Dr. Cho will be giving two talks at UNM:
When: Monday March 30th at 4 PM
Where: PIBBS
PIBBS Suite, Castetter 1424
When: Tuesday March 31st at 2:00 pm
Where: The Mind Research Network, main conference room.
1101 Yale Blvd NE, Albuquerque, NM 87131 (Map)
Students and faculty are invited to either talk, but space is limited on Monday.

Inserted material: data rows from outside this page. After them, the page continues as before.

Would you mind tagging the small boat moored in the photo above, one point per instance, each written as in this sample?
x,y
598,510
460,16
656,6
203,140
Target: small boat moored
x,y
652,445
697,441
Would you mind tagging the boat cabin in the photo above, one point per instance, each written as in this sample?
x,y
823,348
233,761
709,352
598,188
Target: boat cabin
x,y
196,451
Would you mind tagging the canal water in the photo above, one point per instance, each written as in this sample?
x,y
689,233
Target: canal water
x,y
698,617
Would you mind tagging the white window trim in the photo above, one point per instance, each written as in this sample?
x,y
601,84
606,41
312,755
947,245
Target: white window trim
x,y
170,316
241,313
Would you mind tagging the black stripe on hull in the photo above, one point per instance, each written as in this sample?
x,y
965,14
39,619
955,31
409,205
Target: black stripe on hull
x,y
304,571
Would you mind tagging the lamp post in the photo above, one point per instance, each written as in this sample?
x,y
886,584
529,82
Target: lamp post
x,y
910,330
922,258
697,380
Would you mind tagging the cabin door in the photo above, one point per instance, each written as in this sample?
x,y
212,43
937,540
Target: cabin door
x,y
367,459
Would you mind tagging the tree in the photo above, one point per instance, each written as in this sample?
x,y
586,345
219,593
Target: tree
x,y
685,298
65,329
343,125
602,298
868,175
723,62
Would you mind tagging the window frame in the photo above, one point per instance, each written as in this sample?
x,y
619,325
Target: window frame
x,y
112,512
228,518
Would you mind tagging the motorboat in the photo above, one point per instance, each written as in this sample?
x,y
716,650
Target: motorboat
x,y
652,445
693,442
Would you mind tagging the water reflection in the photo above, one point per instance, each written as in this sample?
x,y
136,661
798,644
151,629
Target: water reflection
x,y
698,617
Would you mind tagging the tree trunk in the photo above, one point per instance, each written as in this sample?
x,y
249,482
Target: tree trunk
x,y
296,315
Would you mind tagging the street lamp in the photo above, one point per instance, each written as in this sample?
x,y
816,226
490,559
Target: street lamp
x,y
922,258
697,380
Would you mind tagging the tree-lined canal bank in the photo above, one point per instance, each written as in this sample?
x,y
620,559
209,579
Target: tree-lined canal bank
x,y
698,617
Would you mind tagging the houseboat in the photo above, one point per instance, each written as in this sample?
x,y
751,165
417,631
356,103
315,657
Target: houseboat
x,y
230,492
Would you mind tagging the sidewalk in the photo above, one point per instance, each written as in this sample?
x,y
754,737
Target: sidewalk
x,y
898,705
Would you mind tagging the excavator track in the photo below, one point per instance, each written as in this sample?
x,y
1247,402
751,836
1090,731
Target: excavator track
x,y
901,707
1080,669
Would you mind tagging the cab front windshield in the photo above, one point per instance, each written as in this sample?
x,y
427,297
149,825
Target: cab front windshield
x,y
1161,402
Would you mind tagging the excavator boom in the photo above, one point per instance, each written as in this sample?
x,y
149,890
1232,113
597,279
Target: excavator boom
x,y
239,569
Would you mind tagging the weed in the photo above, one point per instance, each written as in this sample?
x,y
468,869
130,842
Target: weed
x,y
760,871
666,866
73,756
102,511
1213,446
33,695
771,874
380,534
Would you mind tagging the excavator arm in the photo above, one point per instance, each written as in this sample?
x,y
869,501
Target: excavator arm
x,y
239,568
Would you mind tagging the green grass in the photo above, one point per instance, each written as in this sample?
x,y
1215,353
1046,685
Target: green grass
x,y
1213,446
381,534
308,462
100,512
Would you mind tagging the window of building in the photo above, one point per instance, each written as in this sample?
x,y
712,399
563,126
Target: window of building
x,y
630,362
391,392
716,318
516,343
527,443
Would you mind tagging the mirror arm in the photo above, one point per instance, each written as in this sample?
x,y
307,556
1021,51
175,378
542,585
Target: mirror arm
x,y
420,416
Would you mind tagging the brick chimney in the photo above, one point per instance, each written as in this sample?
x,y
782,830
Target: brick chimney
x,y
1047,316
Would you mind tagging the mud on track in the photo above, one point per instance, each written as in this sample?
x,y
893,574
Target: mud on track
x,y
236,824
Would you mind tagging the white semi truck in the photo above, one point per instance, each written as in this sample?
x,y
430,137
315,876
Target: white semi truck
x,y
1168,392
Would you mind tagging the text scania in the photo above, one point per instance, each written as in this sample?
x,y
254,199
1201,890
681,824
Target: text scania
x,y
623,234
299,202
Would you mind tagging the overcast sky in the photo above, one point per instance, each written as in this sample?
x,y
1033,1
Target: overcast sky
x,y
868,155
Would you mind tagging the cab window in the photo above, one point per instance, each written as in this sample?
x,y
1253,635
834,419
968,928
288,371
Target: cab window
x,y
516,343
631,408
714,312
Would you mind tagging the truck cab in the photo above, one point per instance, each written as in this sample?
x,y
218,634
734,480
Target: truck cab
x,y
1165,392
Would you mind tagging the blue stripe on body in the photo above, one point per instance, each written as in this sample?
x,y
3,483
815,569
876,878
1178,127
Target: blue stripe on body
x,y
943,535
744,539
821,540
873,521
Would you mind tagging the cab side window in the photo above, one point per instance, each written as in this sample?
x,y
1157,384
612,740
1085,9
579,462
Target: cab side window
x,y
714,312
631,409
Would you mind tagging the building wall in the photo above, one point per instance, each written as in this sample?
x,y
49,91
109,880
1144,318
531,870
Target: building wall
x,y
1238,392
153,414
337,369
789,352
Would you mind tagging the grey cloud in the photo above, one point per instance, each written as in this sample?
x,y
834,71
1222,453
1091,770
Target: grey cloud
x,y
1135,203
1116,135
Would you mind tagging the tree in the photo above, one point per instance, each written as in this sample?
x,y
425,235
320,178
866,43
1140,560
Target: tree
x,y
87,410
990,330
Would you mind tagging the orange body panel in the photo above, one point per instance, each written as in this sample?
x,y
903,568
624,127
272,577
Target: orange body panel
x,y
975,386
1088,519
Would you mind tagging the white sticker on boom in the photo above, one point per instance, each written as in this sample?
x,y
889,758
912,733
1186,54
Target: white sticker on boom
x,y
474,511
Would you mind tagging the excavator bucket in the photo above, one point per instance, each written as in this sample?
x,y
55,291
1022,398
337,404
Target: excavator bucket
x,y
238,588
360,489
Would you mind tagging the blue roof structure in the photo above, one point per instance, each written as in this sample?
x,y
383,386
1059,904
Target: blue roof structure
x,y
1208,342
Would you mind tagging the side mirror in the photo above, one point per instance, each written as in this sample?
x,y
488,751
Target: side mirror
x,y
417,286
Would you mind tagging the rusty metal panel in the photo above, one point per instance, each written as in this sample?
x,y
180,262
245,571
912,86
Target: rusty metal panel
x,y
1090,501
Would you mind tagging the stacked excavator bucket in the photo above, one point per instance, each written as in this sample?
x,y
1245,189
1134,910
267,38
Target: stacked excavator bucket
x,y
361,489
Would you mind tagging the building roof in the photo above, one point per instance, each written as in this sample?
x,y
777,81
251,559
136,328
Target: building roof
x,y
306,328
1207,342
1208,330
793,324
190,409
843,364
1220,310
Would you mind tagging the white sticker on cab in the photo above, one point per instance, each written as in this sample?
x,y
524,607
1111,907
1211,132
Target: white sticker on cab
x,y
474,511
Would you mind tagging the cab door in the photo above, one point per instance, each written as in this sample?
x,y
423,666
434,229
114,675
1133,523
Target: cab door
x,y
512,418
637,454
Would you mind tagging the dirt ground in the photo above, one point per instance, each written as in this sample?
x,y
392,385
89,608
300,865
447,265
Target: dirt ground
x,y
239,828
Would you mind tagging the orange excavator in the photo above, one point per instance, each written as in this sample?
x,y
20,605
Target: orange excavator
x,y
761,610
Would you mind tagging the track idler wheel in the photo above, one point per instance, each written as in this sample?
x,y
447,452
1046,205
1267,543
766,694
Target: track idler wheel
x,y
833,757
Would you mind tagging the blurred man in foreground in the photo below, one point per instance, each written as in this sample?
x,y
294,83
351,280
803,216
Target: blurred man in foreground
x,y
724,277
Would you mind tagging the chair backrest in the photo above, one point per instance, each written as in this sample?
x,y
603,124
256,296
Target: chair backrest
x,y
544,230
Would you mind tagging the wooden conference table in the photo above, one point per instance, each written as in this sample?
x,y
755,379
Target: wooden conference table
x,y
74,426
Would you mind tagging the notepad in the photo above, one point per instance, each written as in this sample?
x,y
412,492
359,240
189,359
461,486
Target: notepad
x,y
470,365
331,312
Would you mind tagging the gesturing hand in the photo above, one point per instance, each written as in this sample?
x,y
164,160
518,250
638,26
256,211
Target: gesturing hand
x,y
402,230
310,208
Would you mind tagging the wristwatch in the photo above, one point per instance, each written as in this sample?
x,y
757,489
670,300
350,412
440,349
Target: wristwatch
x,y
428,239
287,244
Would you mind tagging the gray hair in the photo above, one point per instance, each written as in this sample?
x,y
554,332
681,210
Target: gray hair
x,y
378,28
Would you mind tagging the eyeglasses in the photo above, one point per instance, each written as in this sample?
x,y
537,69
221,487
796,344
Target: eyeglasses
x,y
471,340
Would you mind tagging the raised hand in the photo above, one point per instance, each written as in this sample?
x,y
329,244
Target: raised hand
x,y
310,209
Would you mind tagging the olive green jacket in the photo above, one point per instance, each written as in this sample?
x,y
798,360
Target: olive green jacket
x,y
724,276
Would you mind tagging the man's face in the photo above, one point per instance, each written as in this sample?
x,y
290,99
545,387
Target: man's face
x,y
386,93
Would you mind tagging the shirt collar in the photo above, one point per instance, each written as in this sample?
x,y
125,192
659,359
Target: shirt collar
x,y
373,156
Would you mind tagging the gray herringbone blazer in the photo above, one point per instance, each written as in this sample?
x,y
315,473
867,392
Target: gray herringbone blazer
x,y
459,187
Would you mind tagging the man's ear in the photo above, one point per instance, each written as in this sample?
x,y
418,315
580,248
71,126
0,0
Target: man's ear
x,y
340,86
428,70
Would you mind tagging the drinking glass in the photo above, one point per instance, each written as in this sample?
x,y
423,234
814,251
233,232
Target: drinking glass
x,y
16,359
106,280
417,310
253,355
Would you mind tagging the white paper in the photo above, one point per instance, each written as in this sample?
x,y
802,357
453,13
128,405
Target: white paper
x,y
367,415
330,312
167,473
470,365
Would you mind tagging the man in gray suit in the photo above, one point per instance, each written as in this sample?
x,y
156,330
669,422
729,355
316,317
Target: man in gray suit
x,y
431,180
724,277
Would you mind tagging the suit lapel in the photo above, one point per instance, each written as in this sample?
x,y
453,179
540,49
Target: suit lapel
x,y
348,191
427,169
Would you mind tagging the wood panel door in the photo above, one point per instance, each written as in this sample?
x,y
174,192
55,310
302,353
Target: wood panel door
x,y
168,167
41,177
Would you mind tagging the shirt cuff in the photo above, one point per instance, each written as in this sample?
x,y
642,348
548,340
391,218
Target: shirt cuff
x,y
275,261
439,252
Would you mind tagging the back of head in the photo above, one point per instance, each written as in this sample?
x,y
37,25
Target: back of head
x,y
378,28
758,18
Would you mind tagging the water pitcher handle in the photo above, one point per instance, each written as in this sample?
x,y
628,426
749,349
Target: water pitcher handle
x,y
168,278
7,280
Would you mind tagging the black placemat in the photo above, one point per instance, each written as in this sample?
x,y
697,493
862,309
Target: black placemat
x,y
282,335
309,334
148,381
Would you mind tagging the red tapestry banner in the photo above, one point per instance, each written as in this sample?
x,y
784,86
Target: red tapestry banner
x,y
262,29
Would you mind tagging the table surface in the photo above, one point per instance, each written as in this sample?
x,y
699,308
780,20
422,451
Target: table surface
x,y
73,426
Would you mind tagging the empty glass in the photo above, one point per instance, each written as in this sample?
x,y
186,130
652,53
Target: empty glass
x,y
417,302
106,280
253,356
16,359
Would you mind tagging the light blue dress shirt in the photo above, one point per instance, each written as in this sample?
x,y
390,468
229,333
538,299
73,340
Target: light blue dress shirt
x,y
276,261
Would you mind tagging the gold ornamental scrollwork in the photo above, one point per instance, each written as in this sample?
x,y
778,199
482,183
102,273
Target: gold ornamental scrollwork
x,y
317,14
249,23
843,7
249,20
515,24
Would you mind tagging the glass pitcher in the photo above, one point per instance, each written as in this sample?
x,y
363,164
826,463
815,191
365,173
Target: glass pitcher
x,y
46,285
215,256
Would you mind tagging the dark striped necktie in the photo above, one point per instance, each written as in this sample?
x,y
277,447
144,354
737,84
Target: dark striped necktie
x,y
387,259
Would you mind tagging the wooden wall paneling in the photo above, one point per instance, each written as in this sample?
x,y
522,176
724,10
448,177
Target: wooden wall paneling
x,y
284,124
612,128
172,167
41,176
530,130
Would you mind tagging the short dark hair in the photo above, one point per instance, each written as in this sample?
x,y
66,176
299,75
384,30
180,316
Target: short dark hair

If you plan on coming Monday, please contact me at erroneus@gmail.com.
Contact:
Devon Hjelm
erroneus@gmail.com
Title: Deep Learning: Present, Challenges and Future
Abstract:
Deep learning has become increasingly popular due to its success in challenging machine learning tasks such as large-scale object recognition, speech recognition and machine translation. In deep learning, we aim to build general computational models for data and tasks that exhibit rich, complex underlying structures, such as vision, speech and human languages. In this talk, I will give a brief overview of the principles behind deep learning and present in detail my latest research on neural machine translation and image/video description generation. I will conclude the talk by discussing the future of
deep learning research, which I believe will let us gain insight into highly complicated natural phenomena.
Bio:
Kyunghyun Cho is a postdoctoral researcher at the University of Montreal (Canda) under the supervision of Prof. Yoshua Bengio since early 2014. He has received B.Sc. in computer science from KAIST (Korea) in 2009. He continued his study at Aalto University (Finland) and received Ph.D. degree in 2014. His main research interest includes neural networks, generative models and their applications, especially, to language understanding.